CMP Race Wrap-Up: Survival Was the Strategy, the Crew Was the Weapon
Black Flag Racing officially crossed the finish line at CMP, bringing the #86 car home 33rd overall and 11th in class. For our first race, that feels less like a result and more like the culmination of a lot of small miracles and deliberate planning performed with caffeine, stubbornness, questionable decisions, and a pit crew that refused to let the car — or the team — quit.
Endurance racing has a funny way of reminding everyone that speed is only one part of the job.
Yes, lap times matter.
Yes, bravery matters.
Yes, the driver gets to sit in the loud seat and pretend they are the main character.
…but at CMP, the real story was the team effort behind the wall, under the hood, in the pits, and everywhere else things had to happen quickly, correctly, and usually while someone was holding a tool they had just been looking for ten seconds earlier.
The #86 Honda Accord did exactly what we needed it to do: it survived. That sounds simple until you remember what endurance racing actually asks from a car. It asks for heat, vibration, abuse, curb strikes, brake punishment, fuel stops, driver changes, and hour after hour of “please keep doing car things.”
CMP gave us a proper test, and the car answered. Maybe not gracefully. Maybe not quietly. But it answered.
The pit crew deserves the loudest celebration of the weekend. Every stop, every check, every adjustment, every “look at this real quick” moment mattered. The crew kept the car moving, kept the drivers organized, kept the problems contained, and kept the team focused on the one goal that mattered most: getting across the finish line. In endurance racing, the pit crew does not just support the race. The pit crew is the race. They are the difference between a minor issue and a parked car. They are the difference between frustration and forward motion. They are the reason a team gets to say, “We finished.”
And we finished.
A special shout-out also goes to the parts that made the ridiculous become functional. The Lowe’s plumbing parts worked terrific, proving once again that endurance racing lives in the beautiful gray area between motorsport engineering and “this fitting looks like it might save the weekend.” The pieces from JEGS, Canton Racing, and Advance Auto Parts did their jobs as well, helping turn the #86 car from a pile of theories into a race-finishing machine. There is something deeply satisfying about watching proper racing components and hardware-store problem solving work together in harmony.

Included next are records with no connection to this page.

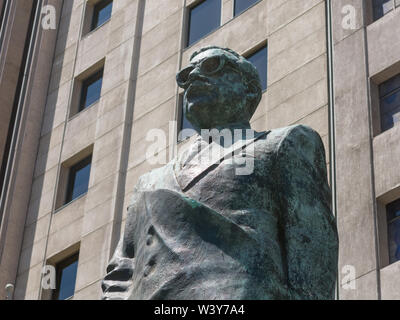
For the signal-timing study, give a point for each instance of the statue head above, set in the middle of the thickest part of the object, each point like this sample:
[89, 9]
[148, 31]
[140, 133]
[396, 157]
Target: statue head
[221, 88]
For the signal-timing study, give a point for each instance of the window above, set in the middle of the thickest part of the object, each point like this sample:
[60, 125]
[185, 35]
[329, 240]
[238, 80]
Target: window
[389, 99]
[66, 272]
[186, 129]
[393, 223]
[203, 18]
[78, 179]
[260, 61]
[242, 5]
[101, 13]
[382, 7]
[91, 90]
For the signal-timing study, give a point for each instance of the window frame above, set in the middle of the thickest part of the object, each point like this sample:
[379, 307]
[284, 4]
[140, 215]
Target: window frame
[96, 11]
[70, 182]
[373, 16]
[99, 74]
[255, 50]
[396, 90]
[60, 266]
[388, 223]
[234, 14]
[189, 19]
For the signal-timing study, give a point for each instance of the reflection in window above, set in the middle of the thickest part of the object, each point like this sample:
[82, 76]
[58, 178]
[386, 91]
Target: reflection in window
[389, 93]
[101, 13]
[241, 5]
[260, 61]
[382, 7]
[203, 18]
[91, 90]
[66, 278]
[78, 180]
[393, 219]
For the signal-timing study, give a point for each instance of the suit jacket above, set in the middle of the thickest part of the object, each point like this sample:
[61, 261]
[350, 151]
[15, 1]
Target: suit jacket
[198, 230]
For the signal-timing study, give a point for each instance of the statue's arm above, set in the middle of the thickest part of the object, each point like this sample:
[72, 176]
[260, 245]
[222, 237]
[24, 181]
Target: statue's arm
[118, 280]
[308, 225]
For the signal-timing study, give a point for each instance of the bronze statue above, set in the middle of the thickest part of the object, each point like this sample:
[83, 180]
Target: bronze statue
[199, 229]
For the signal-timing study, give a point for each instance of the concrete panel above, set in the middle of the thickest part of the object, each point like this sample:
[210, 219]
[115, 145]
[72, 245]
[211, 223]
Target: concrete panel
[386, 161]
[390, 282]
[365, 288]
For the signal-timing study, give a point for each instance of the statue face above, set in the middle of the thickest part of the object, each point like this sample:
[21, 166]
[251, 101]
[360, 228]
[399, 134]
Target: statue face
[215, 90]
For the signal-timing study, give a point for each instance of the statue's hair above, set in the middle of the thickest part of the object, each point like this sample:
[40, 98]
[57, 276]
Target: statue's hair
[251, 74]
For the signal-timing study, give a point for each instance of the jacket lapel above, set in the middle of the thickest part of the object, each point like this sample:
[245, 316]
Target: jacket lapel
[207, 160]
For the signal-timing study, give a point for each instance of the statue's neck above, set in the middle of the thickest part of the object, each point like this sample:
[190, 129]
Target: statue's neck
[237, 131]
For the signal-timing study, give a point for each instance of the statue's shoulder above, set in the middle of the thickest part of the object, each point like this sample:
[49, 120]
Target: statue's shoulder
[297, 137]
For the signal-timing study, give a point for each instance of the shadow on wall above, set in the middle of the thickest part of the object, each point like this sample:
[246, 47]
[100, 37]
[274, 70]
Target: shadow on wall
[33, 251]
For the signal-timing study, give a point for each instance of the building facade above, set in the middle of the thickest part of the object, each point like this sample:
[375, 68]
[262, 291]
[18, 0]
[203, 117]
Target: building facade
[80, 95]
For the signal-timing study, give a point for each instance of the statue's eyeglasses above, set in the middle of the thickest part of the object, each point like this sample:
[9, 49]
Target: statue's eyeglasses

It may not be exotic, but it got us home.
CMP was not just a race for Black Flag Racing. It was validation. It proved that the build could survive real pressure. It proved that the team could execute under race conditions. It proved that the drivers, crew, car, and chaos could all coexist long enough to earn a finish. Most importantly, it proved that this program is moving in the right direction.
There are plenty of lessons to take forward, because endurance racing is generous like that. It teaches constantly, usually with heat, noise, and financial consequences. But the big lesson from CMP is simple: this team has the grit, the humor, the mechanical stubbornness, and the pit crew to belong out there.
33rd overall. 11th in class. First race run to the bitter end.
That is not the end of the story. That is the starting line.
Now we fix what complained, improve what survived, thank the crew properly, and get the #86 ready for the next round of racing.